El rostro del muchacho, aterrorizado, adquiría por momentos un tono grisáceo. Ya se había orinado encima cuando lo arrastró hasta el callejón oscuro. Al quitarle la chapa identificativa, Chang notó que, en efecto, no pasaba hambre, que su piel brillaba como la de una concubina bien alimentada.

– ¿En qué parte del club trabajas?

– En las cocinas.

– Ah, de modo que robas comida para tu familia.

– No, no. Nunca.

El cuchillo se acercó más al cuello, y una gota de sangre se mezcló con el sudor del muchacho.

– Sí -gritó-, sí, lo admito, a veces lo hago.

– En ese caso, cara de perro, la próxima vez llévale algo a tu primo Tan Wah, o su espíritu vendrá a alimentarse de tu barriga gorda, y se alojará en tu hígado, del que te sacará toda la grasa, hasta que te mueras.

El muchacho empezó a temblar, y cuando Chang lo soltó, vomitó sobre sus caras botas de cuero.

Capítulo 11

– Mira, Theo, ese ruso de ayer noche fue un imprudente dejándolo en el bolsillo de ese modo.

– ¿El collar?

– Sí.

Theo Willoughby y Alfred Parker jugaban al ajedrez en la terraza del Club Ulysses. El director habría preferido las cartas, una partida rápida de póquer, pero era domingo, y Alfred era muy estricto con esas cosas. Nada de jugar en el sabbat. A Theo le parecía absurdo. ¿Por qué no se podían llevar sombrillas los sábados, ni mondarse los dientes con palillos? No tenía sentido. Movió el alfil y se llevó uno de los peones del triángulo defensivo de Alfred.

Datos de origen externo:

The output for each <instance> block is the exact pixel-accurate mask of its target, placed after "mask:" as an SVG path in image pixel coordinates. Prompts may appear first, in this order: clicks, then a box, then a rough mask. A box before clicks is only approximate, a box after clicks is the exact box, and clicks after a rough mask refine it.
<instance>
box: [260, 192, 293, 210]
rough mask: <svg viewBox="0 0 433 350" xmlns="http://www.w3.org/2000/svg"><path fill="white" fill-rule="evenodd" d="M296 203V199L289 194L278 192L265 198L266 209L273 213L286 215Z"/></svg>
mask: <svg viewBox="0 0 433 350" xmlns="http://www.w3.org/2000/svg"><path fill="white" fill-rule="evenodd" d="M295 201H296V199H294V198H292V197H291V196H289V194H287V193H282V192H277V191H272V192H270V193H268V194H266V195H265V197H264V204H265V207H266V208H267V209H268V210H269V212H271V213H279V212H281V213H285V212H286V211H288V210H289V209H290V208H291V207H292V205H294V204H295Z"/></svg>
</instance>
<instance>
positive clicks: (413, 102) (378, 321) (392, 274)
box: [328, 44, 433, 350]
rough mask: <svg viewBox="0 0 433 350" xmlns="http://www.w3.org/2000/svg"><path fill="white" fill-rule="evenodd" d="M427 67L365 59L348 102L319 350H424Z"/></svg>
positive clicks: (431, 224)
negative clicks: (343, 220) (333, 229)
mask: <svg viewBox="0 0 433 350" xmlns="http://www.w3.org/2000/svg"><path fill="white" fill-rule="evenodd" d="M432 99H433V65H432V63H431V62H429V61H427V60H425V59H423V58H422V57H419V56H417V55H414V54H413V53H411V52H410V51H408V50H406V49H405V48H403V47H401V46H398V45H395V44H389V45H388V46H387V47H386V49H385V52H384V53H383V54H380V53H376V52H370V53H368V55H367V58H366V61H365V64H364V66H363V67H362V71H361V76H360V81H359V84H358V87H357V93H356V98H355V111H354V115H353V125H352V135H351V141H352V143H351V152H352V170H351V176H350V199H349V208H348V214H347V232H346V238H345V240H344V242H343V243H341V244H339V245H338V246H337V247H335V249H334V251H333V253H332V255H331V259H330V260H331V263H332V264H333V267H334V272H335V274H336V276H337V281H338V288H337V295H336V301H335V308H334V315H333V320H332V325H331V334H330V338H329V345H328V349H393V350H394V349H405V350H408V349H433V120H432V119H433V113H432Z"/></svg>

Éste frunció el ceño. Se quitó las gafas y, meticuloso, se las limpió con un pañuelo blanco, almidonado. Poseía un rostro redondo, bonachón, unos ojos castaños de mirada intensa. Se trataba de un tipo íntegro, que se tomaba su tiempo ante las cosas, algo sorprendente, tratándose de un periodista. Pero había cierta tensión alrededor de la boca, lo que siempre llevaba a Theo a sospechar que su amigo se hallaba al borde del pánico. Tal vez China no era lo que esperaba. Sobre ellos, un cielo azul, fiero, chupaba la energía a la jornada. Incluso las hojas etéreas de la glicina parecían colgar indolentes, fatigadas, pero en la pista de tenis dos mujeres jóvenes ataviadas con sus deliciosos uniformes blancos perseguían una pelota. Theo las observaba de vez en cuando, con discreto interés.